Als Großbritannien-Korrespondentin schrieb ich gerne über erfolgreiche Politikerinnen. Nicola Sturgeon war eine von ihnen. Besonders interessant fand ich bei den Berichten für den Watch-Salon, wie die britischen Medien Sturgeon zunächst gnadenlos in die Pfanne hauten und sie später genauso bedenkenlos bejubelten. Ich halte Nicola Sturgeon nach wie vor für eine gute und glaubwürdige Politikerin. 

Noch vor einem Monat sah es so aus, als müsse Sturgeon demnächst zurücktreten. Ihrem Vorgänger, Alex Salmon, hatten neun Frauen sexuelle Übergriffe und eine Vergewaltigung vorgeworfen. Er wurde verhaftet, aber vor Gericht von allen Vorwürfen freigesprochen. Daraufhin befand eine Untersuchungskommission des schottischen Parlaments, dass Sturgeon das Parlament in die Irre geführt habe. Eine weitere Untersuchung ergab jedoch, dass Sturgeon zwar Fehler gemacht, aber keine Regeln verletzt habe. Sie musste also nicht zurück treten, aber bei der Parlamentswahl am 6. Mai wird das Ganze ihre Partei sicher Stimmen kosten. 

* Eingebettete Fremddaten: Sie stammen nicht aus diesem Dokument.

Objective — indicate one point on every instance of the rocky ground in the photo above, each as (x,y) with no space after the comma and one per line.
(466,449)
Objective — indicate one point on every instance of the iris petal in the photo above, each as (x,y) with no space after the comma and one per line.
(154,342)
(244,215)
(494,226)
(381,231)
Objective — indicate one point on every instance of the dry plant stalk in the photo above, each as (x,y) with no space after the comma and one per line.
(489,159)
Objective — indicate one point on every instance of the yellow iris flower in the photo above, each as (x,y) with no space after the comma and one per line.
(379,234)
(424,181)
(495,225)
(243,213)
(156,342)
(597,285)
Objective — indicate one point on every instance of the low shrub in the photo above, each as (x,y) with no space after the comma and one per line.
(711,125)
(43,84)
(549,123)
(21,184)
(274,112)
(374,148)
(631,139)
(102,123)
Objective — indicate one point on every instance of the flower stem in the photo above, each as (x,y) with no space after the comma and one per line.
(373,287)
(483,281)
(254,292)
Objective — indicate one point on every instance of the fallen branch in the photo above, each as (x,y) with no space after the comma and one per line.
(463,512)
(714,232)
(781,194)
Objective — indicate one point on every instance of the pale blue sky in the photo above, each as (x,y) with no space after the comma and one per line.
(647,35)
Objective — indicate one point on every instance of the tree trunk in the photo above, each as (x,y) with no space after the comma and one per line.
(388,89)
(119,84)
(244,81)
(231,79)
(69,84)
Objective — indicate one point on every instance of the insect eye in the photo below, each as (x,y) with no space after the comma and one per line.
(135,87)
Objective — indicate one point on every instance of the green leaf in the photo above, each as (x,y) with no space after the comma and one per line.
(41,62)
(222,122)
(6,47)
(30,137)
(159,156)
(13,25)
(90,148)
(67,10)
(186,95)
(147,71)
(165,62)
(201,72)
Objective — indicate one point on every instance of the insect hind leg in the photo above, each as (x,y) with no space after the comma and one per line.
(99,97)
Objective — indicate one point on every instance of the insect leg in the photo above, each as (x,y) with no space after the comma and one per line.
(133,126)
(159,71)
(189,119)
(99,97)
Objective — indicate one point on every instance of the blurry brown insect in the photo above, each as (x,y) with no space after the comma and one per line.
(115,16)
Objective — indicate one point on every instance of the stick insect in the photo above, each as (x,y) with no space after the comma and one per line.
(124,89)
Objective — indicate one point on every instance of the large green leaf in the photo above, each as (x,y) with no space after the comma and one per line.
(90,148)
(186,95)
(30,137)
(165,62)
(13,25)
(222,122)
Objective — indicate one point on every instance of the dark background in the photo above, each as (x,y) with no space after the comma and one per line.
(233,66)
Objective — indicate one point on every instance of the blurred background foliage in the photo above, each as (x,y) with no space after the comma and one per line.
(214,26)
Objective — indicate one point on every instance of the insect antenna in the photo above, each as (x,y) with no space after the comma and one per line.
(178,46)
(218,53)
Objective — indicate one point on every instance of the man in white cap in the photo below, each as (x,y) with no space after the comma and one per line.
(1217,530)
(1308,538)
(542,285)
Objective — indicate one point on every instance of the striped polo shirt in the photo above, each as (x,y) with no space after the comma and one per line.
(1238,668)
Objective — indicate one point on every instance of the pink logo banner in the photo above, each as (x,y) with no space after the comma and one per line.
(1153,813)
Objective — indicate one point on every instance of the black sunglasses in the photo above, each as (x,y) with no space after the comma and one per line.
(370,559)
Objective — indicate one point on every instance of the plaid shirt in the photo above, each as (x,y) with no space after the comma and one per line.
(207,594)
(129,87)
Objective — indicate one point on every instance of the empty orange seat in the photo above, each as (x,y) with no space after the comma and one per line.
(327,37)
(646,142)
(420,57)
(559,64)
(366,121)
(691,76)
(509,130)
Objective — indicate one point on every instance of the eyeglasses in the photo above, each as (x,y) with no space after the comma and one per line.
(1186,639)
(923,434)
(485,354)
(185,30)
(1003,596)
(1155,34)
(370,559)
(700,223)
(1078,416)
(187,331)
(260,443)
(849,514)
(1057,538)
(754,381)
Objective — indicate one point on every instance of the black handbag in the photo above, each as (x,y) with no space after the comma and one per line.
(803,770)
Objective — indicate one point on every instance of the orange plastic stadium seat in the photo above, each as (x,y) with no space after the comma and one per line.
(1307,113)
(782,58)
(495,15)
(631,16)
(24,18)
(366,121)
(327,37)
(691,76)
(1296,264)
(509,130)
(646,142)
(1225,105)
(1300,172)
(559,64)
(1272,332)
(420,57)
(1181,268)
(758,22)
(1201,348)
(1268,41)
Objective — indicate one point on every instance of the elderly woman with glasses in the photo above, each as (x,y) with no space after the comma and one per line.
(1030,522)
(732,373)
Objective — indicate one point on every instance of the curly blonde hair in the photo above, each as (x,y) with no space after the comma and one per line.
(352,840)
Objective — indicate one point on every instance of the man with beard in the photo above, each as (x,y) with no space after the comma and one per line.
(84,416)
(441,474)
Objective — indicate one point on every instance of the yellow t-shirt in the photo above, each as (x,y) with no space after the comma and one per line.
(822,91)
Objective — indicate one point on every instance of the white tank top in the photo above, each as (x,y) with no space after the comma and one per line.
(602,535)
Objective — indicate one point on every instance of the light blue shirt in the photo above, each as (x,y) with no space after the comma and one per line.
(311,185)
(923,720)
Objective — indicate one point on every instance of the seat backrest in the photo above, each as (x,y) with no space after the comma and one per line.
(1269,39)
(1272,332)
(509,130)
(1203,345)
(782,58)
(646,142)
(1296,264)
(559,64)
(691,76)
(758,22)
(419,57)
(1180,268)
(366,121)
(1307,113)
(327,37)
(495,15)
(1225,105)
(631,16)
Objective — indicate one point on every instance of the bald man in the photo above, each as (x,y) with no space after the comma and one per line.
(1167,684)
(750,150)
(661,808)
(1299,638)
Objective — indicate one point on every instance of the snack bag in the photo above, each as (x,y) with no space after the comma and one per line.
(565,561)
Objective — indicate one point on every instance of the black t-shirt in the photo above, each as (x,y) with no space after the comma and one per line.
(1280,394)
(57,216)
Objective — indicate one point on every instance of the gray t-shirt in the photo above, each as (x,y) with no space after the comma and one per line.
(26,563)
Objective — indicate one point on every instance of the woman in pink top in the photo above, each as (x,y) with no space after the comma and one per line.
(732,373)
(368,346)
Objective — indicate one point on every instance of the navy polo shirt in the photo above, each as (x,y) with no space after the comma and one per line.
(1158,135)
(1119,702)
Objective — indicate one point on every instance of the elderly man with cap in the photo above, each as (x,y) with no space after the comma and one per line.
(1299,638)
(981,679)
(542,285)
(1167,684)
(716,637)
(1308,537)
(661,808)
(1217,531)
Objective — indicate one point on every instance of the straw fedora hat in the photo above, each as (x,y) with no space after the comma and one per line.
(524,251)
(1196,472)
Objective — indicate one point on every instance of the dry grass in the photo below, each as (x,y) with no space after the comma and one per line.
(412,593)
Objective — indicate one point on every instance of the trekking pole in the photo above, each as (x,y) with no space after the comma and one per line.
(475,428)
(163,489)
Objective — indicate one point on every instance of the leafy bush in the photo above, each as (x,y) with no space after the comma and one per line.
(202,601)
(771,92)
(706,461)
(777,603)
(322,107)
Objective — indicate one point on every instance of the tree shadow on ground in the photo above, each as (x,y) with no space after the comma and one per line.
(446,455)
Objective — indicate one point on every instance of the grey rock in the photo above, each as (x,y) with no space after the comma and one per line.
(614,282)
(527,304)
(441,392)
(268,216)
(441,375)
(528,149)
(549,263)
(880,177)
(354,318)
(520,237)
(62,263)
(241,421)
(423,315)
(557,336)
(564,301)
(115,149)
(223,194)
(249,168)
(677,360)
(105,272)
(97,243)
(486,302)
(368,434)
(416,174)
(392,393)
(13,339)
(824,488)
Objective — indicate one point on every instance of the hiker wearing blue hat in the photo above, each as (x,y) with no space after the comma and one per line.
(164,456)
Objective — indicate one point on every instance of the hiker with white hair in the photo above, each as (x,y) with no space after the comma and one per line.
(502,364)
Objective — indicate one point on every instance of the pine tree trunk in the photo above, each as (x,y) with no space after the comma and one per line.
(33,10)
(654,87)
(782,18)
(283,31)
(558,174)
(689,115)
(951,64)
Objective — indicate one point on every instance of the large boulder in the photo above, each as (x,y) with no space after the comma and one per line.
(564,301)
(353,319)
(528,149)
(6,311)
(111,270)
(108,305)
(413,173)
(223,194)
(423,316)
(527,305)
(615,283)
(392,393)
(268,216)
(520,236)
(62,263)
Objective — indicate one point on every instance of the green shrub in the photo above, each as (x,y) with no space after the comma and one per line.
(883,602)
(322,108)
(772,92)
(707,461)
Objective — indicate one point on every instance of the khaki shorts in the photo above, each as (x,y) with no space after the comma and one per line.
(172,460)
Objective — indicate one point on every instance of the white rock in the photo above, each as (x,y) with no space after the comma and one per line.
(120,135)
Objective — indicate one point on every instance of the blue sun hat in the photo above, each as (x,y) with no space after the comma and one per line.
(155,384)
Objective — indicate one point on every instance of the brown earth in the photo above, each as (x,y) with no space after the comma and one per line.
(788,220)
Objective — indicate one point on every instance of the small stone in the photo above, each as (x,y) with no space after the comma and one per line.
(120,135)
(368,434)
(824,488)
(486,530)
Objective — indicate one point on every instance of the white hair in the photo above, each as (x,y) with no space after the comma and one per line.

Dennoch hat Sturgeons Scottisch National Party (SNP) gute Chancen, die Wahlen zu gewinnen. Sie will dann nochmals ein Unabhängigkeits-Referendum abhalten. Falls die Mehrheit der Schott*innen für die Abspaltung von Großbritannien votiert, könnte Schottland schon bald den Antrag auf Wiedereintritt in die EU stellen.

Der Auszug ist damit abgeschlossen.